Вожделенное отечество
Шрифт:
— Я глупа, — сказала Ирина. — Что-нибудь не то скажу католикам или протестантам — ещё обижу.
Это очень понравилось архиерею: и то, что она против католиков и протестантов, и — в особенности — что глупа.
Возможно, он спросил её и о Мене.
— А, этот, еврей-то? — небось переспросила Ирина.

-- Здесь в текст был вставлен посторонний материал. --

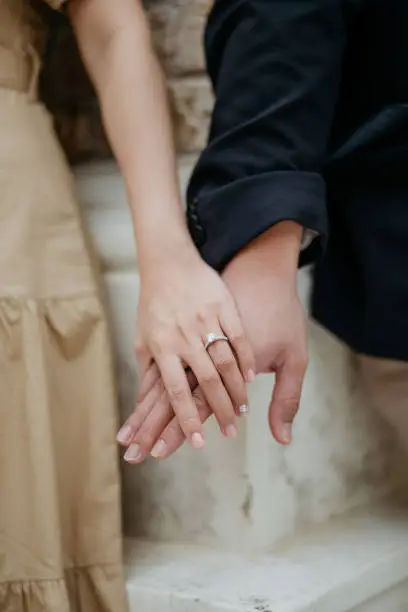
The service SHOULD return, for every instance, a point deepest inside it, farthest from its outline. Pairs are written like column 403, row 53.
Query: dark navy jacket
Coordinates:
column 311, row 124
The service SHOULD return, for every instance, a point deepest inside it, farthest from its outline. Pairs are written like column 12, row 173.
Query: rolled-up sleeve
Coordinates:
column 55, row 4
column 275, row 67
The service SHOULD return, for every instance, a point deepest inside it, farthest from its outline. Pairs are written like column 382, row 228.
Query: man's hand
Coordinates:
column 262, row 280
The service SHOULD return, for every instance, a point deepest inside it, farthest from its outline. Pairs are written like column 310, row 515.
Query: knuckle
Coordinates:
column 139, row 348
column 158, row 343
column 300, row 363
column 190, row 424
column 225, row 364
column 176, row 393
column 209, row 380
column 290, row 407
column 237, row 337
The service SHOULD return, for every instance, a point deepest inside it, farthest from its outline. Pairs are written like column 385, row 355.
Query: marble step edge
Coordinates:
column 338, row 568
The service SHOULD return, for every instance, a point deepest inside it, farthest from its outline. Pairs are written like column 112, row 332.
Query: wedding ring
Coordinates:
column 213, row 338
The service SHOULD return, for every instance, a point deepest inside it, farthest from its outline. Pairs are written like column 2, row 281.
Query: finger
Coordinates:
column 178, row 389
column 285, row 400
column 147, row 381
column 143, row 357
column 130, row 428
column 233, row 329
column 214, row 390
column 173, row 436
column 227, row 367
column 155, row 422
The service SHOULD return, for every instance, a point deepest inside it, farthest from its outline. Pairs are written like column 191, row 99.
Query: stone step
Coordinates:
column 358, row 564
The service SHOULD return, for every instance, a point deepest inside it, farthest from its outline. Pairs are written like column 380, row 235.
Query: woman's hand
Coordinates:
column 182, row 301
column 275, row 323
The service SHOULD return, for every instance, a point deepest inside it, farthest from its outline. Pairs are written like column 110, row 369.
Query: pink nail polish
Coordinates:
column 251, row 376
column 197, row 441
column 125, row 435
column 286, row 433
column 231, row 431
column 159, row 449
column 132, row 453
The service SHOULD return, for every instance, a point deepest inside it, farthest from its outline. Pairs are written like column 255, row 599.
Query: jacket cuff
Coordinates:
column 225, row 220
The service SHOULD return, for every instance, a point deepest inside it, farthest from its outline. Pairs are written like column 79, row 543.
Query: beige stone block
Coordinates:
column 177, row 27
column 191, row 101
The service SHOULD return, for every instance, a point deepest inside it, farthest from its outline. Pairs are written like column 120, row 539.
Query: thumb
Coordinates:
column 285, row 400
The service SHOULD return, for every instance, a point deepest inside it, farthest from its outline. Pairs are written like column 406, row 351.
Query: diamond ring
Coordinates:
column 213, row 338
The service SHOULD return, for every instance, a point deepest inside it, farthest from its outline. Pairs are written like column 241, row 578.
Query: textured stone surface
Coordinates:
column 191, row 103
column 177, row 27
column 342, row 456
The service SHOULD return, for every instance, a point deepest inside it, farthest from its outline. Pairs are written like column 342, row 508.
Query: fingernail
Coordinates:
column 125, row 434
column 159, row 449
column 132, row 453
column 197, row 441
column 231, row 431
column 286, row 433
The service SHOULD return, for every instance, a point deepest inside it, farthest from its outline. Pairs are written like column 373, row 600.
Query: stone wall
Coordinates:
column 177, row 29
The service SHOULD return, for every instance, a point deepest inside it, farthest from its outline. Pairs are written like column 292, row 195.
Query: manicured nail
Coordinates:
column 231, row 431
column 132, row 453
column 159, row 449
column 286, row 433
column 125, row 435
column 197, row 441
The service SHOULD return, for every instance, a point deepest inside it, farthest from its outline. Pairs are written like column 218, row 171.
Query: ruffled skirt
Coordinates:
column 60, row 535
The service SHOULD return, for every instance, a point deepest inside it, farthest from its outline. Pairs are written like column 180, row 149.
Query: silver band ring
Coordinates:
column 213, row 338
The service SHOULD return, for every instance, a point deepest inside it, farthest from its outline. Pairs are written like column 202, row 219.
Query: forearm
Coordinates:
column 274, row 256
column 132, row 94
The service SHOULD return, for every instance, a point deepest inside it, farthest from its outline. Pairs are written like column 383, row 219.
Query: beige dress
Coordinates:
column 60, row 539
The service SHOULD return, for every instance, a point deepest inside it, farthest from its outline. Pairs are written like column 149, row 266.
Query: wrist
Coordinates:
column 168, row 249
column 275, row 253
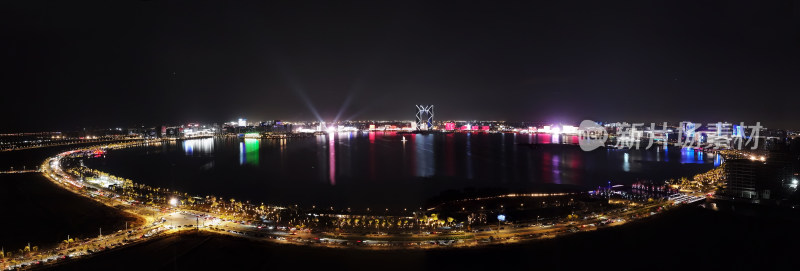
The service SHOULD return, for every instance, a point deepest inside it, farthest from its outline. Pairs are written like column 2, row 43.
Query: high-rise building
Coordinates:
column 424, row 116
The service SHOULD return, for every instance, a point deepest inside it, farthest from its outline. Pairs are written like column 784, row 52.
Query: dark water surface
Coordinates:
column 381, row 170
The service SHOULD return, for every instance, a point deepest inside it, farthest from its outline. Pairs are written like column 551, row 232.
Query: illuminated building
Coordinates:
column 424, row 116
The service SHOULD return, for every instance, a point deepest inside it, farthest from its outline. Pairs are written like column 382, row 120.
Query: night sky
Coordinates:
column 123, row 63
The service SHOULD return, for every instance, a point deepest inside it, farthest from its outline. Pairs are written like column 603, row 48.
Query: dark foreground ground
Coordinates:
column 32, row 209
column 687, row 239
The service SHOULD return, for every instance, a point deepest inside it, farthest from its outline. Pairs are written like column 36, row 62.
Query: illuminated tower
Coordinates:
column 424, row 117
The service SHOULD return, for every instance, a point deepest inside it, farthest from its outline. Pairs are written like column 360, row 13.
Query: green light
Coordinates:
column 251, row 148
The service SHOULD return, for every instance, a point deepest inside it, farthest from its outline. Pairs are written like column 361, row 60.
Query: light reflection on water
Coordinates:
column 193, row 147
column 378, row 167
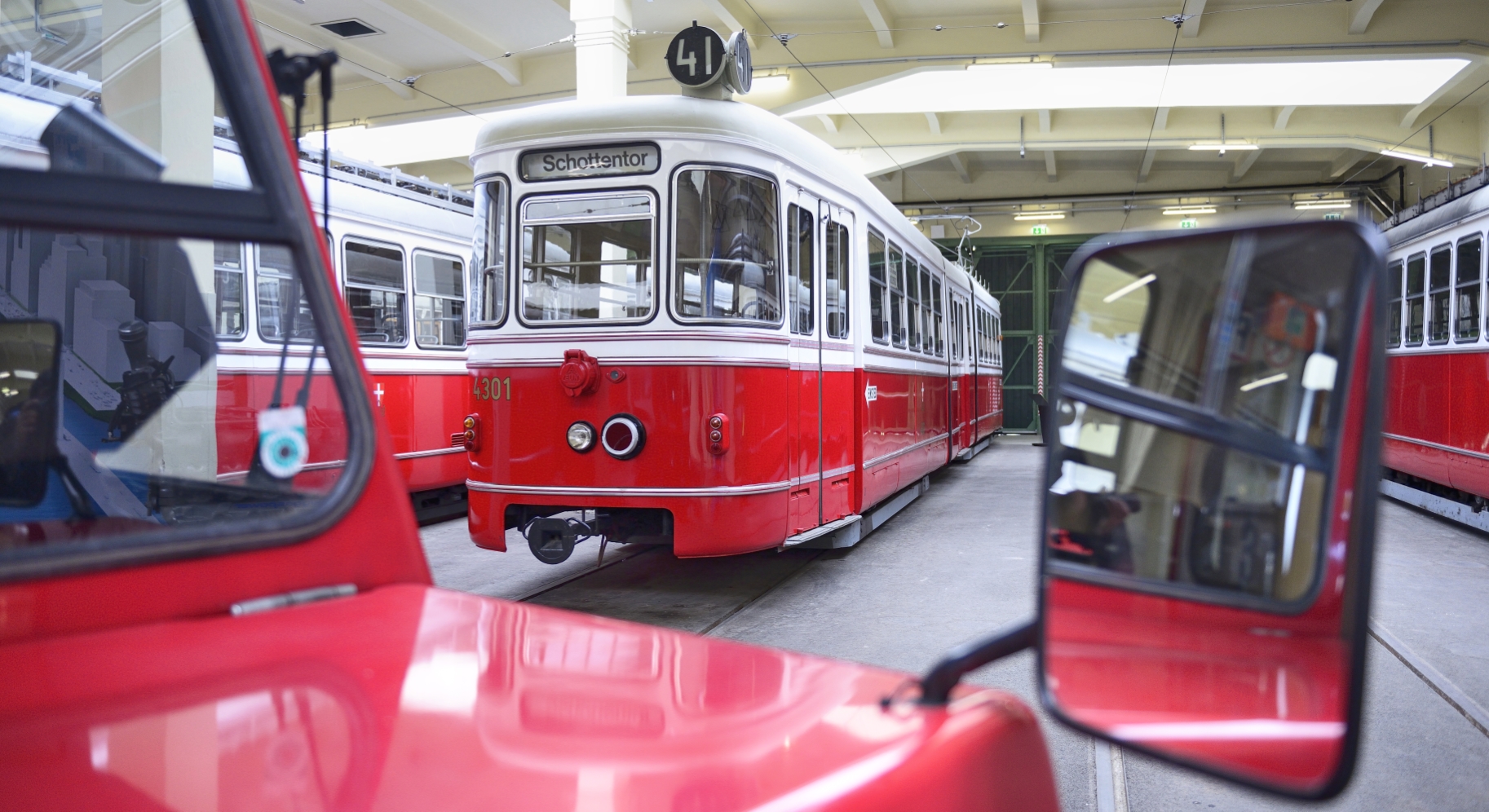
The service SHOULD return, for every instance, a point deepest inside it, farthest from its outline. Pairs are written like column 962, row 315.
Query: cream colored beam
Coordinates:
column 881, row 21
column 353, row 57
column 1193, row 9
column 1031, row 9
column 457, row 38
column 1361, row 14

Вопрос о её игуменстве был решён бесповоротно. И о вечном покровительстве Московской Патриархии.
Раньше так принимали в партию.
Впрочем, и в игуменство поставляли так же точно.
СЕРОГЛАЗЫЙ ОТШЕЛЬНИК
"Ах, если б знала, из какого сора растут стихи, не ведая стыда".
Сероглазый отшельник не ведал стыда — он,
Ах, Анна Андреевна! Вот он — сероглазый отшельник — действительно не ведал греха.
И, ощущая эту нехватку как лишенность, он стремился хотя бы раз в жизни испытать не ведомое ему чувство. Но ни свальный грех в общине, ни монастырские мужские игрища не дали ничего — стыд не приходил...
АЭРОПОРТ
Люди в пёстрых и толстых халатах говорили на каком-то своём языке, напоминающем русский мат. Словно подтвердилась гипотеза об азиатском происхождении сквернословия.
БРЕМЯ БЕЛЫХ
— Русские научили их мочиться стоя, носить штаны и многим другим полезным вещам. А что получили взамен? Нож в спину, как и полагается в таких случаях.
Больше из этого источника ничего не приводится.